Loading

Pesquisar

Dárcy Vera: ‘Para onde vai o imposto que pagamos’

A prefeita de Ribeirão Preto defende, em artigo, uma melhor distribuição da arrecadação nacional. "Recebemos de volta cerca de 30% de tudo o que arrecadamos, mas, na hora de investir, as prefeituras são responsáveis por mais de 70% do total de recursos aplicados no município."

02 de jul de 2014

Dárcy Vera, prefeita de Ribeirão Preto

Todos os meses pagamos impostos. Para quem tem carro, todo ano há o IPVA (Imposto sobre a Propriedade de Veículos Automotores). Para quem faz compras, é descontado o ICMS (Imposto sobre operações relativas à Circulação de Mercadorias e prestações de Serviços de transporte interestadual e intermunicipal e de comunicação). O IPVA e o ICMS são os dois principais impostos estaduais arrecadados pelos municípios. Juntos, só em Ribeirão Preto, somaram R$ 1,649 bilhão no ano passado. Porém, apenas um terço desse valor voltou para nossa cidade para investimentos. Ou seja, apenas R$ 556,1 milhões da arrecadação total retornaram ao município.

O desequilíbrio é muito grande. A distribuição dos recursos entre União, Estados e municípios não atende as necessidades da população. O repasse é baixo. E as prefeituras brasileiras passam por dificuldades financeiras em todas as regiões do País.

Muitas das responsabilidades que deveriam ser dos governos Estadual e Federal acabam sendo destinadas aos governos municipais. Isso porque é na cidade que a população vive e cobra. É na porta das prefeituras que os cidadãos batem.

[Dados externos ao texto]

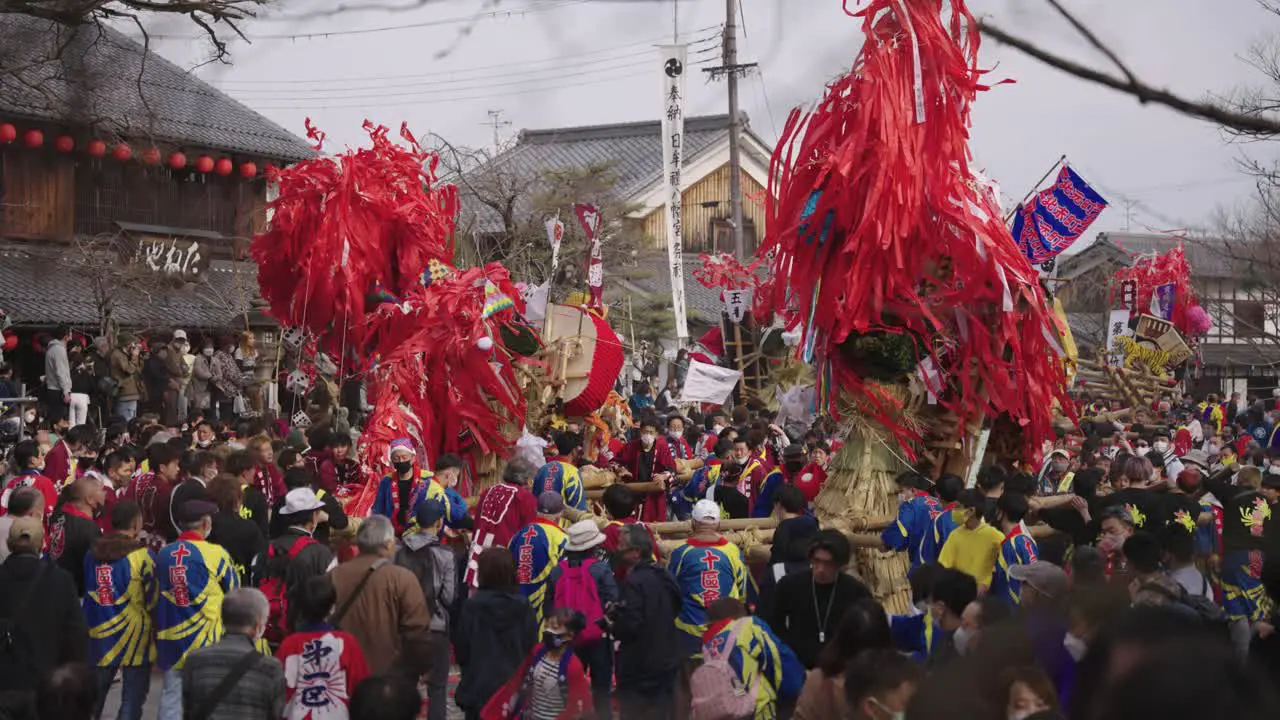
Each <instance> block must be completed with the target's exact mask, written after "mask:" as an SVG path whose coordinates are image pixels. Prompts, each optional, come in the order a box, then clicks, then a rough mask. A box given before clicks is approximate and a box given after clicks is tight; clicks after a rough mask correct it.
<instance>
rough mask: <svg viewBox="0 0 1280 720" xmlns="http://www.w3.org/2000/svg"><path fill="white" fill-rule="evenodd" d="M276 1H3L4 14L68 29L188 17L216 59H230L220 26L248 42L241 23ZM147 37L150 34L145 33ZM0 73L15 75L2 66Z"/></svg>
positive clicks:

É aos prefeitos que são solicitadas as providências.

Há muito a ser feito em todas as cidades brasileiras. Há muito a ser investido. Em Ribeirão Preto não é diferente. E as prefeituras têm se desdobrado para atender todas as solicitações, melhorar serviços, realizar obras e buscar o desenvolvimento.

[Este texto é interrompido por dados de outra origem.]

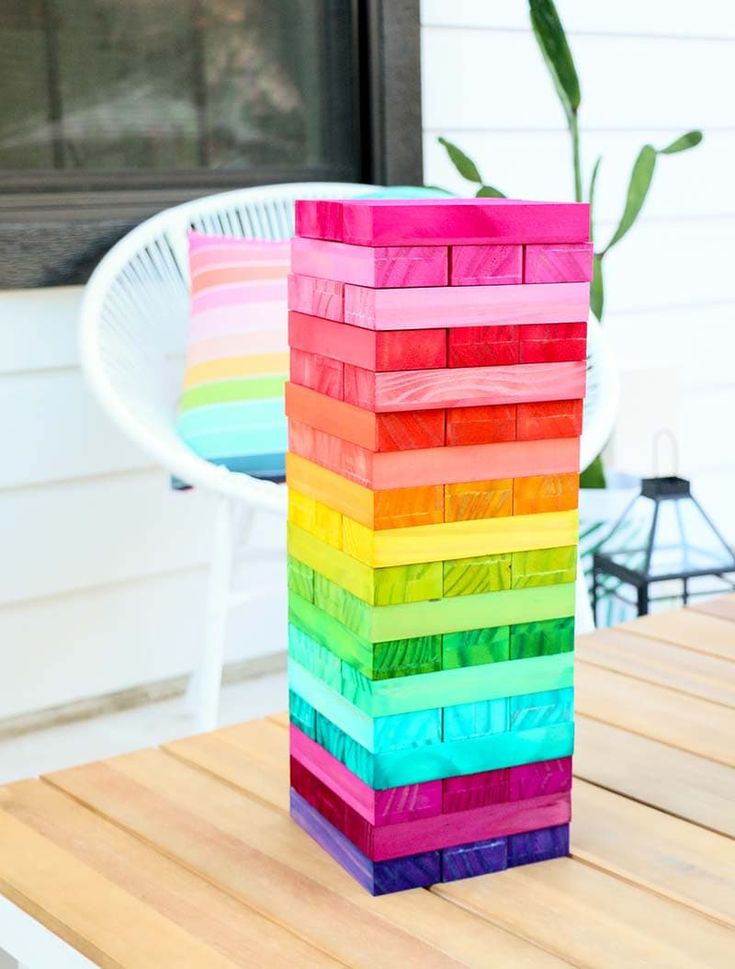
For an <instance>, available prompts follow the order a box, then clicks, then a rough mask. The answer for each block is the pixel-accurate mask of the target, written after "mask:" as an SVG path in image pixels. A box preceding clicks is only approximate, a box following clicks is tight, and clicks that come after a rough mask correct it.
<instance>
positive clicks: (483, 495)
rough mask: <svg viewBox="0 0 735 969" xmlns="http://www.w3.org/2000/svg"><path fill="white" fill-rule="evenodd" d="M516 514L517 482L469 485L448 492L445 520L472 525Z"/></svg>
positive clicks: (447, 485)
mask: <svg viewBox="0 0 735 969" xmlns="http://www.w3.org/2000/svg"><path fill="white" fill-rule="evenodd" d="M512 514H513V479H512V478H499V479H493V480H490V481H465V482H458V483H456V484H448V485H446V486H445V488H444V520H445V521H448V522H454V521H471V520H473V519H479V518H502V517H504V516H506V515H512Z"/></svg>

Em nossa cidade, por exemplo, apesar de todas as dificuldades,  a prefeitura investiu R$ 333 milhões na rede municipal de Saúde, em 2013 – mais de 75% de um total de R$ 441 milhões. Ou seja, menos de 25% foram repassados pelos governos Federal e Estadual.

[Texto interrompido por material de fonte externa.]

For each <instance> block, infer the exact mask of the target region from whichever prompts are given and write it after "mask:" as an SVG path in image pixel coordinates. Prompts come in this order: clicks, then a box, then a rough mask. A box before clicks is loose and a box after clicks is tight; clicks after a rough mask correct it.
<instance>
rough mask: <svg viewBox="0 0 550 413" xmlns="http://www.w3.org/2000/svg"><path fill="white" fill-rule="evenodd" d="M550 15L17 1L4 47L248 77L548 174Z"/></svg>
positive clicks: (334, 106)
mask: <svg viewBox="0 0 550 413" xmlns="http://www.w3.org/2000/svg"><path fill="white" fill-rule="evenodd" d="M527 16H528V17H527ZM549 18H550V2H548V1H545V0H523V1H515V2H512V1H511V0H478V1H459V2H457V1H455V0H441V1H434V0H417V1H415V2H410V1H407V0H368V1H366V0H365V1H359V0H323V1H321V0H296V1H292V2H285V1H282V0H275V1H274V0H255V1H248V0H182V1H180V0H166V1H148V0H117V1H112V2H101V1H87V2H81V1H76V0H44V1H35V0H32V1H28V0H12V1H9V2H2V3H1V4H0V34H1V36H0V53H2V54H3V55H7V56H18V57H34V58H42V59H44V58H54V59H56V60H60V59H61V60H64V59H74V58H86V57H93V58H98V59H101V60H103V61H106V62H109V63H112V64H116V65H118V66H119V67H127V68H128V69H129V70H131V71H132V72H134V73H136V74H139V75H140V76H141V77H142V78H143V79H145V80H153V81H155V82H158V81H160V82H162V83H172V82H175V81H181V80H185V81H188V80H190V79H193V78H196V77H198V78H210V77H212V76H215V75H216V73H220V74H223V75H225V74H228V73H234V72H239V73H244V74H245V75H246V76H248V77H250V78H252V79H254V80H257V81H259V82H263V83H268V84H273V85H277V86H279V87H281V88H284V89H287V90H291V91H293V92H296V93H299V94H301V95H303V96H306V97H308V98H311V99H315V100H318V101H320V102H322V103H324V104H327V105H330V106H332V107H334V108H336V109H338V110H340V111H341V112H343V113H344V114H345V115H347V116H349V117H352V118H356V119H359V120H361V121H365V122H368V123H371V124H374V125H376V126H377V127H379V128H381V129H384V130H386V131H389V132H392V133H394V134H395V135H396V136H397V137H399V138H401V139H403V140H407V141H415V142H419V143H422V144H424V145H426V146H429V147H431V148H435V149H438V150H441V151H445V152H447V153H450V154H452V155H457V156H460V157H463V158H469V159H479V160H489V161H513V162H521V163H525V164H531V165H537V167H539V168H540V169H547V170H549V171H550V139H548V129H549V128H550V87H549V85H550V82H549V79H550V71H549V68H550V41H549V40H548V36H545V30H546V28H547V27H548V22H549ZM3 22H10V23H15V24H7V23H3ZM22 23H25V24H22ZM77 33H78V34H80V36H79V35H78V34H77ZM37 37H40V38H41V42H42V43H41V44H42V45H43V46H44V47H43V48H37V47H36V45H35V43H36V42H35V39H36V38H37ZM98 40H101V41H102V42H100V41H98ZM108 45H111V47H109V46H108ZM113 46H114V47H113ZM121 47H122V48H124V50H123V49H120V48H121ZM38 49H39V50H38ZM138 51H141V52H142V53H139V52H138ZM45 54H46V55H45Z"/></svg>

A conta é simples: recebemos de volta cerca de 30% de tudo o que arrecadamos, mas, na hora de investir, as prefeituras são responsáveis por mais de 70% do total de recursos aplicados no município.

Por essa desigualdade nos repasses é que defendo uma revisão no Pacto Federativo, que determina as parcelas de recursos destinados à União, Estados e municípios. Como parte da diretoria da Frente Nacional de Prefeitos (FNP), estou na batalha por uma melhor distribuição na arrecadação nacional.

E é também como parte dessa luta que defendo, também junto à FNP e à Confederação Nacional dos Municípios (CNM), o aumento de 2% no Fundo de Participação dos Municípios (FNP), que elevaria de 23,5% para 25,5% a fatia de participação das cidades no orçamento nacional. Esse aumento representaria mais R$ 97,4 bilhões para as cidades brasileiras. Para Ribeirão Preto, seriam mais R$ 4,1 milhões destinados ao município. Um valor que poderia colaborar com os investimentos na cidade.

Nossa cidade não pode e nem vai parar. Minha busca por uma melhor distribuição dos recursos também não. Luto pela divisão adequada da arrecadação no Brasil. Batalho para que haja investimentos em nosso municípios e para que os cidadãos tenham o direito de ver seus impostos retornando em forma de investimentos, grandes obras e serviços de qualidade.